There are 76 WTE plants with capacity of 2,547 MW nationwide. But Baas said only one new greenfield plant has opened in the last 20 years because utilities refuse to sign PPAs with QFs or to offer pricing and contract lengths WTE facilities need.

“PURPA’s purpose (and the FERC’s corresponding oversight authority) to ensure that small QFs continue to have access and fair compensation are as necessary today as when PURPA was first implemented,” Baas said. “The commission’s policies implementing PURPA should strive to increase the ability of small QFs to provide baseload renewable power to energy markets.”

Baas said his county’s utility is attempting to reduce its PURPA contract price by 24%. “This will not allow me the revenue necessary to make routine capital refurbishments, forcing me to seriously consider premature closing,” he said.

“Avoided costs paid to WTE QFs by utilities should incorporate short-run and long-run avoided costs for capacity and energy and include the value of other environmental and operational externalities such as the value of baseload renewable energy, diversity of generation mix, proximity to load centers for voltage and VAR support, [greenhouse gas] mitigation, landfill diversion, [and] reliable and resilient power.”

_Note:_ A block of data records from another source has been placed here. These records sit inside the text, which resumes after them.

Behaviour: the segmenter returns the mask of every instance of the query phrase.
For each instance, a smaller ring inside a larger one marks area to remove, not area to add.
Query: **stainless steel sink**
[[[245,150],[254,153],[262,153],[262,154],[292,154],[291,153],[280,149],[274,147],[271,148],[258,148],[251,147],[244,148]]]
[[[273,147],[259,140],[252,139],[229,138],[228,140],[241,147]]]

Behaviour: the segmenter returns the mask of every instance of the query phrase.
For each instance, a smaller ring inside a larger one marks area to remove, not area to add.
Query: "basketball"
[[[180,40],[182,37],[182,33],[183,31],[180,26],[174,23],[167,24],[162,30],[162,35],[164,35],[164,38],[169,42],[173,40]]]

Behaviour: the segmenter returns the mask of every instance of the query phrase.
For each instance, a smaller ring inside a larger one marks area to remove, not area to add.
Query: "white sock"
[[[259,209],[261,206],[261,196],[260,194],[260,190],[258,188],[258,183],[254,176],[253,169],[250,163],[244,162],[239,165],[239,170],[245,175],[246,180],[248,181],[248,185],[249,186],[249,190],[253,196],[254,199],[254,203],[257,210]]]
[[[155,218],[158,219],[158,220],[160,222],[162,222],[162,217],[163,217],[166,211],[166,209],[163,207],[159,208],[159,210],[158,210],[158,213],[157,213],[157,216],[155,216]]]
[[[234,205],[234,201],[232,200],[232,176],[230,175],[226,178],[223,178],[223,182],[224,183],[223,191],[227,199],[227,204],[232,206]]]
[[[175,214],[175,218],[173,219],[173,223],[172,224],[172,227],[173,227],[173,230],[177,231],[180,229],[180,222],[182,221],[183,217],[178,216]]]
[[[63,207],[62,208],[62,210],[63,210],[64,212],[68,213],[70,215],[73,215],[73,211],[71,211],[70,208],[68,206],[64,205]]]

Baas said the 20-MW threshold should be raised to 80 MW for WTE QFs.

Solar Industry Weighs in

Attorney Todd G. Glass of Wilson Sonsini Goodrich & Rosati, who testified for the Solar Energy Industries Association, said PURPA remains “fundamental to the ability of independent power, including the solar industry, to compete.”

“Even under workable competition, some of PURPA’s goals may be lost if left solely to the marketplace,” he said. “As they seek to compete, independent developers are facing a return of the same tactics by the utilities and the state commissions as they experienced almost 40 years ago when the idea of independent generation was presented as a potential competitive solution to utility dominance.”

He said some utilities refuse to negotiate with IPPs and instead require them to participate in solicitations that occur infrequently and whose terms may be drafted to disadvantage the utility’s competitors. Utilities also can engage in discriminatory practices where they control the interconnection process, he said.

Glass disputed opponents’ claims that PURPA forced utilities to purchase overpriced energy, saying it is a misconception that arose “before current technological innovations and efficiencies of scale drove down solar power prices.”

He said PURPA remains essential to financing renewable projects. “Just as utilities can benefit from a 20-year depreciation schedule to finance the construction of their owned power plants, independent producers rely on the capital markets to provide long-term capital to support construction and development of generation projects. The PURPA backstop supports financing for almost every one of these projects, even projects that do not have a sales arrangement under the PURPA construct.”